Auch wenn Billy auf Lang zunächst einmal etwas instabil wirkte, er war erleichtert, überhaupt auf irgendeinem Label zu sein. Nachdem er lange genug eine Ablehnung nach der anderen erfahren hatte, war er nun bereit, jeden Deal einzugehen. Passenderweise war das Logo von Arties Family Productions inspiriert von der klassischen etruskischen Skulptur von Romulus und Remus, den Zwillingen, die angeblich von einer Wölfin gesäugt worden waren, bevor sie Rom gründeten. Billy, der sich schon damals in Geschichte gut auskannte, war diese Legende natürlich vertraut, schließlich waren es die Römer gewesen waren, gegen die Attila einst gekämpft hatte, und er wusste, dass man die Zwillinge gerettet hatte, nachdem sie in den Tiber gestoßen worden waren. Vielleicht war dieses Logo ein Zeichen dafür, dass auch seine Rettung nahte.

Allerdings bedeutete sie auch einen Abschied von der Ostküste. Ripps Firma hatte ihren Sitz in Los Angeles, und dort, so teilte man Billy mit, sollte am großen Durchbruch gearbeitet und die neue Platte eingespielt werden.

Will man heutzutage einen neuen Künstler im Musikgeschäft aufbauen, dann werden zunächst einmal über die leicht zugänglichen elektronischen Kanäle einige Songs verbreitet, bevor dann das Material fleißig auf Tournee vorgestellt wird. Diese Herangehensweise gleicht in vieler Hinsicht der aus den späten Fünfzigern und frühen Sechzigern, als gern versucht wurde, zunächst einmal einen Hit zu produzieren und dadurch genug Schubkraft für alles Weitere zu gewinnen. Aber Ende der Sechziger, als Billy seine ersten Sporen verdiente, mussten aufstrebende Musiker ein Label finden, dessen Budget für die Aufnahme einer Langspielplatte reichte, die dann mit entsprechendem Budget beworben und live präsentiert werden konnte. Mit der richtigen Kombination aus Talent, Glück und Radioeinsätzen konnten Künstler und Plattenfirma mit den Albumverkäufen jede Menge Geld verdienen.

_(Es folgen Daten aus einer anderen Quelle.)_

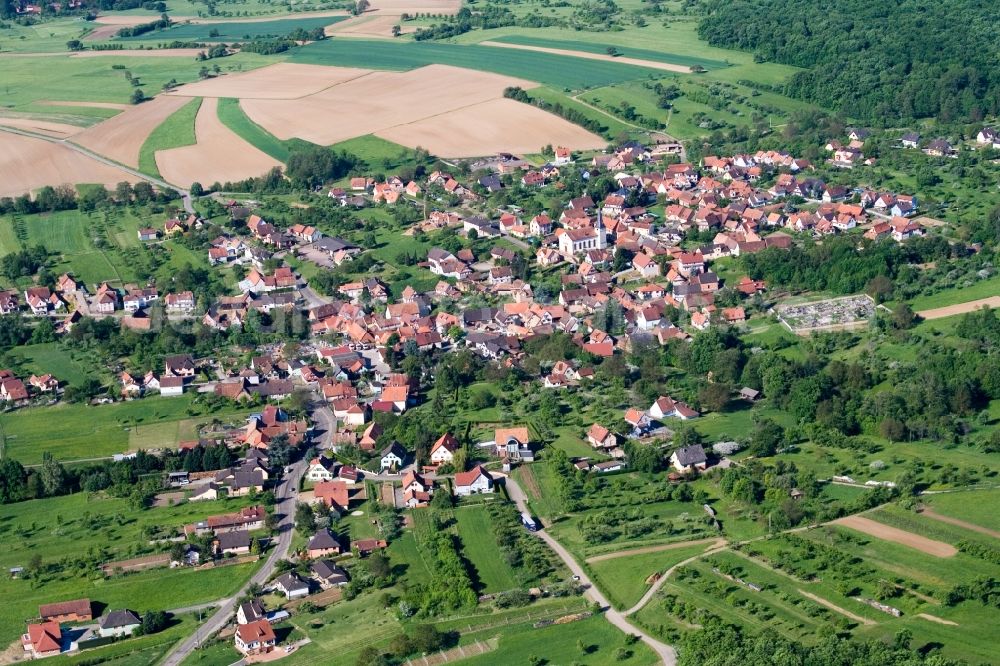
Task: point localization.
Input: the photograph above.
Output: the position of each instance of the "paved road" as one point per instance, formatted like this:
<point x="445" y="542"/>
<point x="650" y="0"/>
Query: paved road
<point x="285" y="493"/>
<point x="185" y="195"/>
<point x="667" y="654"/>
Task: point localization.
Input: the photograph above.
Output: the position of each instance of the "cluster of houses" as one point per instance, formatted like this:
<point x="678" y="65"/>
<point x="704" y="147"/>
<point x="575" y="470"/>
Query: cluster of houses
<point x="46" y="637"/>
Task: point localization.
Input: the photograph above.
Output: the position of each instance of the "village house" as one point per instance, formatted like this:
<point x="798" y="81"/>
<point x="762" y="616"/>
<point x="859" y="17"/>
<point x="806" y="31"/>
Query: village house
<point x="119" y="623"/>
<point x="291" y="585"/>
<point x="689" y="459"/>
<point x="474" y="482"/>
<point x="255" y="637"/>
<point x="323" y="544"/>
<point x="42" y="640"/>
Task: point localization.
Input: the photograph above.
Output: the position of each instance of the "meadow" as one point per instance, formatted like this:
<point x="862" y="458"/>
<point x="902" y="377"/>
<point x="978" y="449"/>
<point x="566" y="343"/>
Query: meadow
<point x="230" y="31"/>
<point x="77" y="432"/>
<point x="174" y="132"/>
<point x="555" y="70"/>
<point x="625" y="51"/>
<point x="623" y="579"/>
<point x="89" y="525"/>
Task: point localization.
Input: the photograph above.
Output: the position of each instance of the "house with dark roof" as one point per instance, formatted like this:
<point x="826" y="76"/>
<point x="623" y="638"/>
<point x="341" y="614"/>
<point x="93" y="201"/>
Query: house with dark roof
<point x="328" y="574"/>
<point x="689" y="459"/>
<point x="291" y="585"/>
<point x="322" y="544"/>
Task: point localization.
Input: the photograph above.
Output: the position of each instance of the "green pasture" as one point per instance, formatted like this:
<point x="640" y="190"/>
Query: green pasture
<point x="481" y="550"/>
<point x="174" y="132"/>
<point x="623" y="579"/>
<point x="234" y="31"/>
<point x="624" y="51"/>
<point x="76" y="432"/>
<point x="557" y="70"/>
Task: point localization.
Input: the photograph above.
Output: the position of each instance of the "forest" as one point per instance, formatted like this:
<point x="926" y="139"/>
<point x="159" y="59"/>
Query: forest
<point x="878" y="62"/>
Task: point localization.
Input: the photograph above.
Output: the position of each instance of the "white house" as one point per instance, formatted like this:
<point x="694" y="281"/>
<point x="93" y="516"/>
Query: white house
<point x="392" y="456"/>
<point x="474" y="482"/>
<point x="118" y="623"/>
<point x="290" y="585"/>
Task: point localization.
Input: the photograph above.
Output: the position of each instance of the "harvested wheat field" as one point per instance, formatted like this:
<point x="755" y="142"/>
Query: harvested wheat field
<point x="652" y="64"/>
<point x="902" y="537"/>
<point x="370" y="25"/>
<point x="499" y="125"/>
<point x="140" y="53"/>
<point x="379" y="101"/>
<point x="122" y="136"/>
<point x="219" y="156"/>
<point x="46" y="127"/>
<point x="279" y="81"/>
<point x="28" y="164"/>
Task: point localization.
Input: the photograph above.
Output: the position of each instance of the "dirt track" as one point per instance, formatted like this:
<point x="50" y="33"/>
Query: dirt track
<point x="960" y="308"/>
<point x="652" y="64"/>
<point x="655" y="549"/>
<point x="837" y="609"/>
<point x="122" y="136"/>
<point x="930" y="513"/>
<point x="896" y="535"/>
<point x="28" y="163"/>
<point x="219" y="156"/>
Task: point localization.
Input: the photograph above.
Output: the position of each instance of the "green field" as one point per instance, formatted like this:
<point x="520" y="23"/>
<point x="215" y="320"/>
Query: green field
<point x="601" y="48"/>
<point x="980" y="507"/>
<point x="971" y="292"/>
<point x="106" y="529"/>
<point x="65" y="364"/>
<point x="174" y="132"/>
<point x="29" y="80"/>
<point x="556" y="70"/>
<point x="480" y="548"/>
<point x="232" y="116"/>
<point x="231" y="31"/>
<point x="76" y="432"/>
<point x="623" y="579"/>
<point x="561" y="643"/>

Das erfolgreichste Album des Jahres 1967 war More Of The Monkees, die erste Rock-Pop-LP, die es auf den ersten Platz der Billboard-Charts schaffte; die Platte enthielt unter anderem den von Neil Diamond komponierten Song „I’m A Believer“, der gänzlich von Sessionmusikern eingespielt worden war. Sie verkaufte sich fünf Millionen Mal, damals ein überwältigendes Ergebnis, und stellte damit sogar die zeitgleich erschienenen LPs der Beatles und der Rolling Stones in den Schatten. Im folgenden Jahr stiegen die Absatzzahlen kontinuierlich, und die Beatles führten die Charts mit dem White Album an. Von nun an sollte es in diesem Geschäft immer neue Verkaufsrekorde geben, und die Bee Gees, Michael Jackson oder Peter Frampton lieferten Alben ab, die die 20-Millionen-Marke anpeilten.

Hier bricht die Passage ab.